Di sisi lain, outstanding IKNB juga menurun sebesar 23,84% ytd menjadi Rp1,46 triliun, sedangkan sektor koperasi mencatat penurunan sebesar 29,5% ytd menjadi Rp152,43 miliar.

Menanggapi kondisi tersebut, OJK dan para pelaku industri fintech akan membahas berbagai solusi dalam Indonesia Fintech Summit & Expo (IFSE) 2024 yang akan menjadi momentum penting bagi industri ini untuk memperkuat tata kelola dan manajemen risiko, serta meningkatkan kepercayaan investor.

Penyebab Penurunan Outstanding 

Penurunan outstanding pinjaman kemungkinan disebabkan oleh menurunnya minat investor terhadap fintech P2P lending dan kondisi ekonomi yang tidak mendukung. Hal itu disampaikan Kepala Departemen Pengaturan dan Perizinan Inovasi Teknologi Sektor Keuangan, Aset Keuangan Digital, dan Aset Kripto OJK, Djoko Kurnijanto dalam konferensi pers  Senin, 4 November 2024.

Faktor-faktor seperti risiko dan tata kelola perusahaan juga turut mempengaruhi daya tarik sektor fintech di mata investor.

"Apakah ini karena ketertarikan investor terhadap fintech peer-to-peer lending yang menurun atau mungkin karena kondisi ekonomi, serta terkait dengan tata kelola perusahaan?" ungkap Djoko. 

Ia menambahkan bahwa penerapan manajemen risiko dan tata kelola yang baik sangat penting bagi pertumbuhan industri fintech yang berkelanjutan di Indonesia.

IFSE 2024: Fokus Tata Kelola dan Manajemen Risiko

Salah satu tujuan dari IFSE 2024 adalah mempertemukan berbagai pemangku kepentingan untuk berdiskusi tentang penerapan tata kelola dan manajemen risiko di industri fintech

Djoko menjelaskan bahwa acara ini akan menjadi platform bagi para ahli, pengguna, dan pelaku industri untuk berbagi pandangan serta belajar dari praktik terbaik dalam tata kelola perusahaan dan manajemen risiko.
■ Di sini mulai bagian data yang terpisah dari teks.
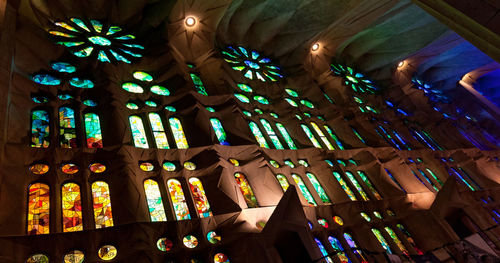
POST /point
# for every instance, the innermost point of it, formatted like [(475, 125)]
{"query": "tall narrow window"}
[(179, 136), (200, 198), (155, 203), (381, 240), (354, 247), (93, 130), (319, 189), (72, 208), (283, 182), (158, 131), (178, 200), (344, 186), (304, 190), (246, 190), (258, 135), (40, 129), (138, 132), (357, 185), (310, 135), (285, 135), (67, 127), (219, 131), (38, 209), (323, 251), (272, 134), (335, 243), (102, 205), (322, 136)]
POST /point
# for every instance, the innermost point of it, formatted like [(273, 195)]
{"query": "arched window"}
[(178, 200), (102, 205), (246, 190), (71, 207), (40, 129), (138, 132), (219, 131), (323, 251), (93, 130), (155, 203), (272, 134), (311, 136), (335, 243), (258, 135), (178, 132), (304, 190), (158, 131), (396, 240), (322, 136), (38, 209), (67, 127), (285, 135), (283, 182), (354, 247), (200, 198), (381, 240)]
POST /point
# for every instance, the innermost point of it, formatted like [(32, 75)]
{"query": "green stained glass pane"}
[(244, 87), (258, 135), (319, 189), (310, 136), (357, 185), (303, 189), (93, 130), (288, 138), (132, 87), (271, 133), (158, 131), (219, 131), (138, 132), (179, 136), (283, 182)]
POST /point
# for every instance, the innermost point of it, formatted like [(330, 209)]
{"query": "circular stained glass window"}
[(75, 256), (164, 244), (70, 168), (147, 167), (39, 168), (190, 241), (97, 168), (38, 258), (190, 166), (221, 258), (213, 238), (107, 252)]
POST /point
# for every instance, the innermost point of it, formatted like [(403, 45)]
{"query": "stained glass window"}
[(319, 189), (38, 209), (71, 208), (179, 136), (93, 130), (246, 190), (158, 131), (102, 205), (67, 127), (155, 203), (304, 190), (178, 200), (219, 131), (138, 132), (200, 198), (40, 129), (258, 135), (271, 133)]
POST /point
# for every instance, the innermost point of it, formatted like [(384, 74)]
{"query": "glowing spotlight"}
[(190, 21)]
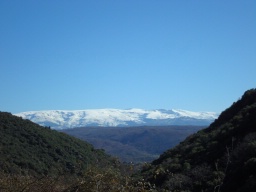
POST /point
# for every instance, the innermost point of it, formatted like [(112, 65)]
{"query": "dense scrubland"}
[(221, 157)]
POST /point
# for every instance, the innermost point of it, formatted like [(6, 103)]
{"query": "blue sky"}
[(86, 54)]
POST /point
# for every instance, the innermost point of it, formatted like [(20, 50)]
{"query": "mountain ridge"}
[(63, 119)]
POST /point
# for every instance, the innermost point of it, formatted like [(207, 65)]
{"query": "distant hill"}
[(27, 148), (134, 144), (221, 157), (63, 119)]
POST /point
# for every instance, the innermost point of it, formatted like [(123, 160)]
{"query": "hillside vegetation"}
[(219, 158), (134, 144), (29, 148)]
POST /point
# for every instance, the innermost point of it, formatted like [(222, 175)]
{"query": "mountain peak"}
[(62, 119)]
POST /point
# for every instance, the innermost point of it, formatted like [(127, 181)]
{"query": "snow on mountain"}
[(62, 119)]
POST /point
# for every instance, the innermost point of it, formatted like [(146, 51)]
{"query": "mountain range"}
[(65, 119)]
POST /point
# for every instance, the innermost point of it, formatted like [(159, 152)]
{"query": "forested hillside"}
[(219, 158), (134, 144), (28, 147)]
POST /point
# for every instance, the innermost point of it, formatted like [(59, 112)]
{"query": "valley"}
[(134, 144)]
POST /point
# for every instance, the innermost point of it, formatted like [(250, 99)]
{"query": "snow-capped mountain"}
[(63, 119)]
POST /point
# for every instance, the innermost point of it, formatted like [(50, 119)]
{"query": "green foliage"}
[(26, 147), (218, 158), (134, 144)]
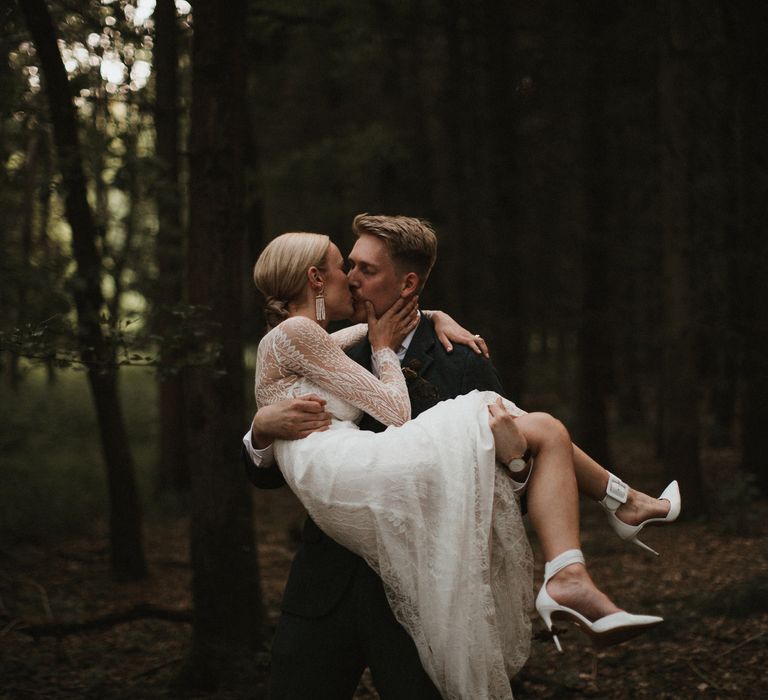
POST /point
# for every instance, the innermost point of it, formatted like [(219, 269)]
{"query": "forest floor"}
[(710, 584)]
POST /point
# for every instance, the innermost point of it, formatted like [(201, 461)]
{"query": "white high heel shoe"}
[(616, 494), (611, 629)]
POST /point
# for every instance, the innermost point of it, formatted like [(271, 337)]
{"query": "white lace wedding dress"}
[(423, 503)]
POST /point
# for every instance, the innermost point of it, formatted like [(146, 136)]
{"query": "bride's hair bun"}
[(275, 311)]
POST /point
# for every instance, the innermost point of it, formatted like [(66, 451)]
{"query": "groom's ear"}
[(410, 285)]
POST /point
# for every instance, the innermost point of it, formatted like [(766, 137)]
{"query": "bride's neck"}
[(306, 310)]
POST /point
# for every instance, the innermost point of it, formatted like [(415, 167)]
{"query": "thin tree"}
[(595, 331), (172, 469), (127, 554), (679, 395), (751, 246), (225, 579)]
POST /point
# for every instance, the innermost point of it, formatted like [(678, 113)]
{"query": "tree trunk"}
[(225, 581), (679, 394), (125, 522), (752, 245), (172, 473), (595, 330)]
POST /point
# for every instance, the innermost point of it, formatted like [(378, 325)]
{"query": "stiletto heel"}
[(611, 629), (616, 495)]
"Di IFSE 2024, kami berharap dapat memperoleh pandangan dari para ahli, pengguna, dan penggiat industri terkait penerapan tata kelola dan manajemen risiko," jelas Djoko. 

Dengan adanya forum ini, industri fintech diharapkan dapat semakin memperkuat kredibilitas dan meningkatkan daya tarik di mata investor dan konsumen.

Tantangan Literasi dan Adaptasi Terhadap Perubahan

Di samping tantangan tata kelola dan risiko, Djoko juga menyoroti pentingnya literasi dalam menjaga daya saing perusahaan fintech di tengah berbagai tantangan pasar. 

Menurutnya, literasi sangat krusial bagi perusahaan fintech untuk dapat terus beradaptasi dengan perubahan kebutuhan pasar dan regulasi yang berlaku.

"Tantangan utama dalam industri fintech adalah literasi. Perusahaan harus mampu menyesuaikan produk dan layanan mereka sesuai perubahan pasar dan regulasi untuk tetap relevan," jelas Djoko.

Pentingnya Penerapan GRC dalam Industri Fintech

 Dalam kesempatan yang sama, Asosiasi Fintech Pendanaan Bersama Indonesia (AFPI) juga menegaskan pentingnya penerapan prinsip tata kelola yang baik atau Governance, Risk, and Compliance (GRC) di platform fintech.

Sekretaris Jenderal AFPI, Tiar Karbala, menyebutkan bahwa penerapan GRC merupakan langkah penting dalam menjaga kredibilitas dan kelangsungan operasional platform fintech pendanaan bersama di Indonesia.

"OJK selalu menekankan pentingnya penerapan prinsip GRC kepada AFPI dan anggotanya. Tata kelola perusahaan yang baik harus diterapkan mulai dari struktur perusahaan, hingga susunan komisaris dan direksi yang tersertifikasi sesuai peraturan," kata Tiar.

Manajemen Risiko dan Kepatuhan sebagai Pilar Utama 

Menurut Tiar, manajemen risiko harus menjadi perhatian utama bagi platform fintech. Risiko yang dihadapi bisa datang dari berbagai sektor, seperti operasional, teknologi informasi, likuiditas, hingga keuangan. Ia juga menyoroti pentingnya kepatuhan yang ketat terhadap regulasi yang berlaku.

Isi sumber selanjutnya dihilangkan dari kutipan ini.